## Integer factorization using regex (with backreferences)

(Previosly.)

*gbacon* at HN pointed to
a method of integer factorization using regex.

(Unary encoding is "" for 0, "1" for 1, "11" for 2, "11111" for 5, etc.)

I simplified it a bit, becase the first part of **^1?$|^(11+?)\1+$** is just a check against an "1" string
(which is prime) and emptry string (which is for 0) (**^1?$**),
and I removed it for clarity:

#!/usr/bin/env python3
import re
#n=12300 # composite
#n=123001 # prime, 27s
#n=12300200 # composite
n=123023 # composite, one factor: 43
#n=123027 # composite, one factor: 3
#n=223099 # prime, 87s
regex=re.compile("^(11+?)\\1+$")
res=regex.match("1"*n)
if res==None:
print ("prime")
else:
x=len(res[1])
y=n/x
print ("composite: %d * %d = %d" % (x, y, n))

It can find factors for small numbers.
And here is how it works.
In plain English, we asking regex matcher to find such a string, that consists of some number (>=2)
of "1"'s (**(11+?)**),
which is glueled with the same string (**\1**) arbitrary number of times (**+**).

Of course it's extremely slow, and even worse than bruteforce.
For ~87 seconds on my old 2GHz CPU it can find that 223099 is a prime.

But again, this is like a thought experiment.
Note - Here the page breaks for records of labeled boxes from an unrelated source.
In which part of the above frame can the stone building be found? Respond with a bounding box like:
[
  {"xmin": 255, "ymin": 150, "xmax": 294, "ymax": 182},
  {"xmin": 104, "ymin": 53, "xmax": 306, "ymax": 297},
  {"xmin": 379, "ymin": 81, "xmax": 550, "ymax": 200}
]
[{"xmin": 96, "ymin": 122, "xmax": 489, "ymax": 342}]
A reduction from one problem (integer factorization) to another
(find equal substrings in a string).
Find a better algorithm for strings or for regex with backreferences, better than bruteforce (with or without backtracking)
and this will be a revolution in computer science.

You can even simplify it further by removing **+**. This will divide (unary) numbers by 2 or fail it the number is odd: **^(11+?)\1$**.

#!/usr/bin/env python3
import re
n=45682
regex=re.compile("^(11+?)\\1$")
res=regex.match("1"*n)
if res==None:
print ("even number")
else:
x=len(res[1])
y=n/x
print ("%d * %d = %d" % (x, y, n))